To reverse the economic crisis that Argentina is suffering, Milei’s priority will be to immediately ease all foreign exchange restrictions and eliminate withholdings on exports. His signature idea to “burn” the Central Bank to eliminate the Argentine peso would only occur after the end of a projected 35-year plan.

A party without a national structure will fight for the presidency

Milei is rebounding in the polls even in spite of himself. The Argentine far-right candidate is gaining popularity with his cries of “kicking the ass” of “the political caste,” but the lack of a national structure for his party has led him to form alliances with old acquaintances across the country. Among them is Ricardo Bussi, a lawmaker from the province of Tucumán, son of a repressor during the military dictatorship and a professional politician since 1987; there is also the lawmaker from La Rioja Martín Menem, nephew of former neoliberal president Carlos Saúl Menem and son of another historical legislator from his province.
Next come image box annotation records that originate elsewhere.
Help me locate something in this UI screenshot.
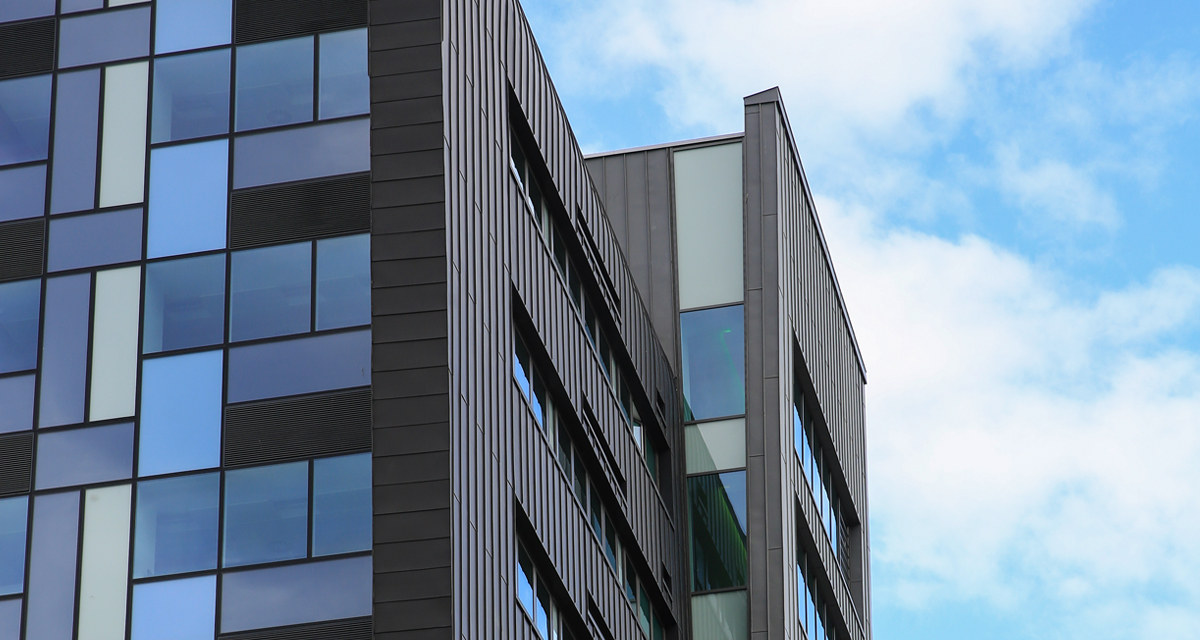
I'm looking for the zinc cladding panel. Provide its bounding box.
[443,0,685,638]
[368,0,454,639]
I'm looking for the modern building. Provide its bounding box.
[0,0,871,640]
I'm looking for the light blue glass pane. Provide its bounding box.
[312,454,371,556]
[37,274,91,426]
[0,280,42,373]
[132,575,217,640]
[25,491,79,640]
[222,462,308,567]
[36,423,133,489]
[236,36,312,131]
[47,207,142,271]
[138,351,223,475]
[233,119,371,189]
[679,305,746,420]
[146,140,229,258]
[0,375,35,433]
[229,243,312,341]
[320,29,371,119]
[133,473,221,578]
[317,234,371,330]
[59,6,150,68]
[0,165,46,222]
[229,331,371,402]
[0,496,29,596]
[50,68,100,214]
[150,49,229,142]
[142,253,226,353]
[154,0,233,53]
[0,76,50,165]
[221,556,371,633]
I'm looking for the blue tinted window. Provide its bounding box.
[0,280,42,373]
[50,68,100,214]
[317,234,371,330]
[132,575,217,640]
[37,423,133,489]
[142,255,226,353]
[0,76,50,165]
[221,557,371,633]
[47,207,142,271]
[223,462,308,567]
[233,119,371,189]
[154,0,233,53]
[229,331,371,402]
[150,49,229,142]
[236,36,312,131]
[229,243,312,340]
[320,29,371,119]
[59,6,150,68]
[0,165,46,222]
[133,473,221,578]
[0,375,34,433]
[148,140,229,258]
[138,351,223,475]
[679,305,746,420]
[312,454,371,556]
[0,496,29,596]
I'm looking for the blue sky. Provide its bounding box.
[524,0,1200,640]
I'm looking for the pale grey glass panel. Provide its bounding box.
[0,0,54,22]
[317,234,371,330]
[233,119,371,189]
[150,49,229,143]
[138,351,224,475]
[0,496,29,596]
[36,423,133,489]
[50,68,100,214]
[222,462,308,567]
[142,253,226,353]
[59,6,150,68]
[25,491,79,640]
[0,76,50,165]
[320,29,371,119]
[47,207,142,271]
[229,331,371,402]
[154,0,233,53]
[235,36,313,131]
[132,575,217,640]
[0,165,46,222]
[133,473,221,578]
[37,274,91,426]
[229,243,312,341]
[312,454,371,556]
[221,556,371,633]
[0,375,35,433]
[0,280,42,373]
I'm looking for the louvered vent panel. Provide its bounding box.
[229,173,371,249]
[0,18,54,78]
[234,0,367,44]
[220,617,371,640]
[224,389,371,465]
[0,433,34,496]
[0,220,46,280]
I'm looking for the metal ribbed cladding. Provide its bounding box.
[0,433,34,496]
[229,173,371,249]
[234,0,367,44]
[224,389,371,466]
[0,18,54,78]
[218,616,371,640]
[0,219,46,280]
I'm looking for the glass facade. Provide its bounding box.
[0,0,372,640]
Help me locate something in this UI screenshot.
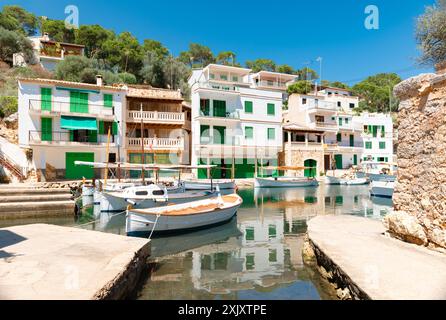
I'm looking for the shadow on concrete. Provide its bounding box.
[0,230,27,259]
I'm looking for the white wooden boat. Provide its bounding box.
[370,181,395,198]
[254,177,319,188]
[126,194,243,235]
[100,184,217,212]
[184,180,235,190]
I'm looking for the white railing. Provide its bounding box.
[127,111,185,124]
[127,138,184,150]
[29,100,115,117]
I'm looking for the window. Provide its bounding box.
[268,103,276,116]
[104,93,113,108]
[245,101,253,113]
[245,127,254,139]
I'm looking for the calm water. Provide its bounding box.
[0,186,392,300]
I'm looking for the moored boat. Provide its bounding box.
[370,181,395,198]
[126,194,243,235]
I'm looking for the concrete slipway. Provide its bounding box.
[308,216,446,300]
[0,224,150,300]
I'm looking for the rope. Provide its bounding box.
[72,210,127,228]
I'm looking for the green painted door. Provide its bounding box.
[70,91,88,113]
[41,118,53,141]
[40,88,52,111]
[65,152,94,180]
[304,159,317,178]
[335,154,343,169]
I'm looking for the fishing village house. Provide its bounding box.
[18,77,126,180]
[13,33,85,71]
[18,76,190,181]
[283,87,393,177]
[189,64,296,178]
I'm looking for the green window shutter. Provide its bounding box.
[70,91,88,113]
[214,126,226,144]
[213,100,226,118]
[41,118,53,141]
[99,120,105,134]
[245,127,254,139]
[88,130,98,143]
[245,101,253,113]
[40,88,52,111]
[268,103,276,116]
[200,125,210,143]
[268,128,276,140]
[104,93,113,108]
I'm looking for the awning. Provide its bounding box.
[60,116,98,131]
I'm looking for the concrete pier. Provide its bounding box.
[0,224,150,300]
[308,216,446,300]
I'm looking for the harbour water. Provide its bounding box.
[0,186,392,300]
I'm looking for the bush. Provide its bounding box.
[0,96,18,118]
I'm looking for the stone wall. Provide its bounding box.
[384,69,446,249]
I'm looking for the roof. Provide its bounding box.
[18,78,126,91]
[127,86,183,101]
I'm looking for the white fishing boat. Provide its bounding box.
[184,180,236,190]
[126,194,243,235]
[370,181,395,198]
[254,177,319,188]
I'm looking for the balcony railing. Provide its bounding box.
[127,138,184,150]
[29,99,115,117]
[127,110,185,125]
[29,131,115,145]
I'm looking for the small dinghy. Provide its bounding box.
[126,194,243,235]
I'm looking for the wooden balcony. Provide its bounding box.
[127,110,186,126]
[127,138,184,151]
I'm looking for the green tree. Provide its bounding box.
[416,0,446,65]
[0,5,39,36]
[75,24,115,58]
[142,39,169,58]
[55,56,96,83]
[178,43,215,68]
[0,27,35,66]
[276,64,296,74]
[352,73,401,112]
[287,80,313,95]
[246,59,276,72]
[215,51,240,67]
[42,19,76,43]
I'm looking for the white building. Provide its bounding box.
[13,33,85,71]
[189,64,295,178]
[284,87,393,176]
[18,79,126,179]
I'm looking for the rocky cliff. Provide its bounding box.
[384,67,446,249]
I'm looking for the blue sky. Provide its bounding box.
[0,0,434,85]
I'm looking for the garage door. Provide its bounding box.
[65,152,94,180]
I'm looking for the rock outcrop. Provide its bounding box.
[392,66,446,249]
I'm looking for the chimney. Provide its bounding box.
[96,74,104,87]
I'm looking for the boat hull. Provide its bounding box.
[184,181,235,190]
[254,178,319,188]
[370,181,395,199]
[126,205,240,236]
The latest addition to his lists has been his partner in Congress, the lawyer Victoria Villarruel, as his vice-presidential candidate. A daughter and granddaughter of soldiers, Villarruel came to the fore as a defender of the soldiers accused of crimes against humanity during the dictatorship. “The national defense law must inevitably be reformed so that the military can operate within the territory,” she defended this week in a television interview with Milei. According to the latest polls, they are among the favorites to lead the open primaries to be held in August, while the ruling Peronism and the center-right opposition have yet to define their candidates.